Parke, along with graduate student Kevin Singleton, is working with the college’s Center for Heritage Conservation to develop a 3-D representation of a Native American historical cliff dwelling in Arizona.
“Professors David Woodcock and Bob Warden of the center have provided high-quality drawings, survey data and photographs of the site, known as Montezuma Castle A,” Parke says. “We hope to be able to provide them with a realistic immersive visualization. This project may be of interest to other parks departments, since many such sites have been closed to the general public. People may again be able to explore these places via virtual reality.”
Parke is also working with nautical archeology Professor Filipe Castro and graduate student Audrey Wells to develop similar immersive visualizations of a 17th century shipwreck off the coast of Portugal.
Falling costs for such immersive systems may facilitate more widespread adoption
“High costs and limited access have inhibited the integration of immersive visualization into routine workflow,” Parke says. “But now that cost barriers are falling, we need to develop much better software support and workflow integration to promote more widespread adoption of what we hope will be more robust and more accessible systems.”
He envisions eventually developing modular components that can be used to create immersive systems by literally bolting together mass-produced units, each containing the needed structural frames, computers and screens.
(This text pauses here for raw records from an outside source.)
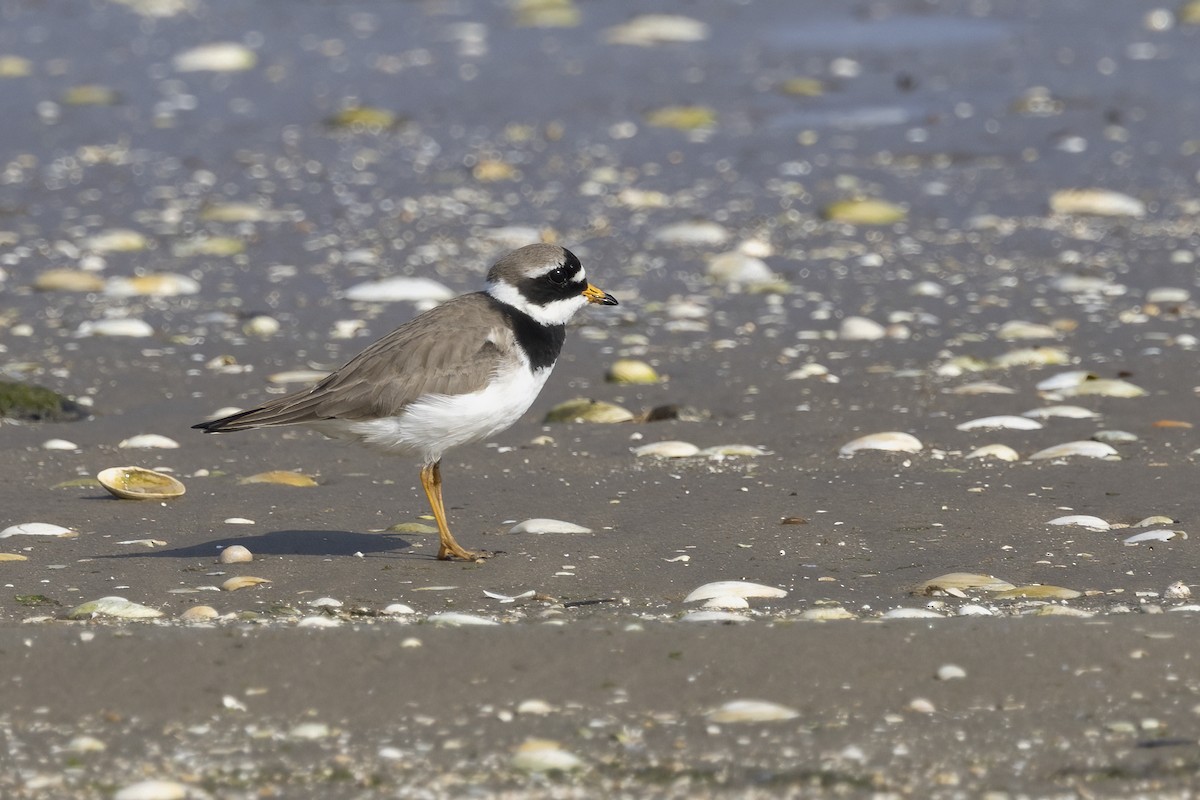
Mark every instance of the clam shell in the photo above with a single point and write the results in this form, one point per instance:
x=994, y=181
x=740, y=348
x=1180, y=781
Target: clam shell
x=139, y=483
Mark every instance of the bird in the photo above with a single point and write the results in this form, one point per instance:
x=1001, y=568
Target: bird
x=457, y=373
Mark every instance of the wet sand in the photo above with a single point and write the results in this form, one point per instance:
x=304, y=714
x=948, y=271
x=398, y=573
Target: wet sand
x=507, y=131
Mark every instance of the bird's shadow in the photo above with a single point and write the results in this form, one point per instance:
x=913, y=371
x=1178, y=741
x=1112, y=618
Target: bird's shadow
x=289, y=542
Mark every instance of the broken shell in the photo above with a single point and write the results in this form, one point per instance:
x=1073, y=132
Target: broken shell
x=149, y=441
x=1003, y=422
x=1083, y=521
x=631, y=371
x=235, y=554
x=733, y=589
x=139, y=483
x=751, y=711
x=547, y=527
x=241, y=582
x=1077, y=449
x=281, y=477
x=670, y=449
x=894, y=440
x=118, y=607
x=1096, y=202
x=1003, y=452
x=588, y=410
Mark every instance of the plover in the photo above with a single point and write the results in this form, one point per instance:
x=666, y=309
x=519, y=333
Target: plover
x=461, y=372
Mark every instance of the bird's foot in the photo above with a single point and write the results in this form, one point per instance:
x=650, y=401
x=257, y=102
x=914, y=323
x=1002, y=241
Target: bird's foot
x=459, y=553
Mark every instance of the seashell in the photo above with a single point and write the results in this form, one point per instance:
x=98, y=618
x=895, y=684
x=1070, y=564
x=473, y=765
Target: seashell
x=588, y=410
x=241, y=582
x=1042, y=356
x=727, y=602
x=647, y=30
x=733, y=451
x=235, y=554
x=402, y=288
x=826, y=614
x=298, y=377
x=736, y=269
x=1083, y=521
x=456, y=619
x=1103, y=388
x=139, y=483
x=682, y=118
x=1159, y=535
x=149, y=441
x=1002, y=452
x=1005, y=422
x=545, y=756
x=982, y=388
x=864, y=212
x=37, y=529
x=733, y=589
x=118, y=607
x=199, y=614
x=215, y=56
x=1018, y=329
x=280, y=477
x=69, y=281
x=154, y=791
x=1065, y=380
x=631, y=371
x=670, y=449
x=1077, y=449
x=1038, y=591
x=691, y=234
x=1096, y=202
x=163, y=284
x=859, y=329
x=547, y=527
x=124, y=326
x=751, y=711
x=1062, y=411
x=912, y=613
x=963, y=581
x=893, y=440
x=713, y=617
x=117, y=240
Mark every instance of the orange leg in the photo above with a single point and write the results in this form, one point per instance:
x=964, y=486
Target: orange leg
x=431, y=481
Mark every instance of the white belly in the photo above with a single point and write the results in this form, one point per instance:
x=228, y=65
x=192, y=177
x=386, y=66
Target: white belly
x=438, y=422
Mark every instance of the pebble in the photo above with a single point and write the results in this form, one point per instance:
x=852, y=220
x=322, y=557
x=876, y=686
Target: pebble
x=893, y=440
x=235, y=554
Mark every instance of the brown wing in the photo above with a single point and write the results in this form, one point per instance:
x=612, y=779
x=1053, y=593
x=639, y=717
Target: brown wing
x=451, y=349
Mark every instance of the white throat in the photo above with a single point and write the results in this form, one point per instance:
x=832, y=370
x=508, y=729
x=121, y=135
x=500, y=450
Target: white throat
x=555, y=313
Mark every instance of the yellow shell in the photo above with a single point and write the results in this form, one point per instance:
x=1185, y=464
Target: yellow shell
x=139, y=483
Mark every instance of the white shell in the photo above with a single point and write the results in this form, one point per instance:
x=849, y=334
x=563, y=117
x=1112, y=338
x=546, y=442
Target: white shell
x=149, y=441
x=861, y=329
x=1063, y=411
x=547, y=527
x=1161, y=535
x=215, y=56
x=751, y=711
x=401, y=288
x=894, y=440
x=733, y=589
x=1002, y=452
x=35, y=529
x=127, y=326
x=1085, y=449
x=1003, y=422
x=670, y=449
x=1083, y=521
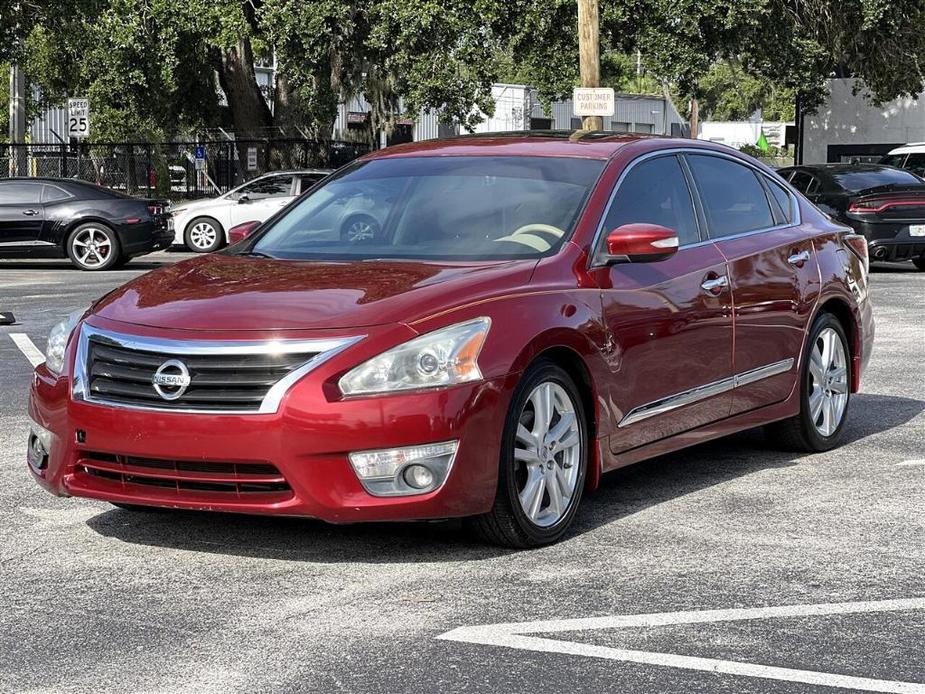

“Specific challenges of immersive systems include the need for large spaces, usually with high ceilings to accommodate the display surfaces and placement of projectors,” he notes. “Fully immersive systems usually require suspension of the system above the actual floor so that projections can reach lower display surfaces.”
In addition to extending immersive visualization technology, Parke’s research goals concern the effectiveness of the immersive experiences provided by these systems.
“Do these systems empower the participant by affording new insights and deeper understandings, as well as generally facilitating system performance?” Parke asks. “We intend to measure the cognitive, emotional and physiological processes that occur during and after experiences in immersive environments.
“Our current funding from NSF has two main objectives — to implement two full scale operational immersive visualization systems for use by the university community and to make the results of our development activities broadly available so that others can easily replicate these systems and make use of the software we develop.” One goal is to provide a design template for effective, lower cost immersive visualization systems that others can use as the basis for implementing their own systems.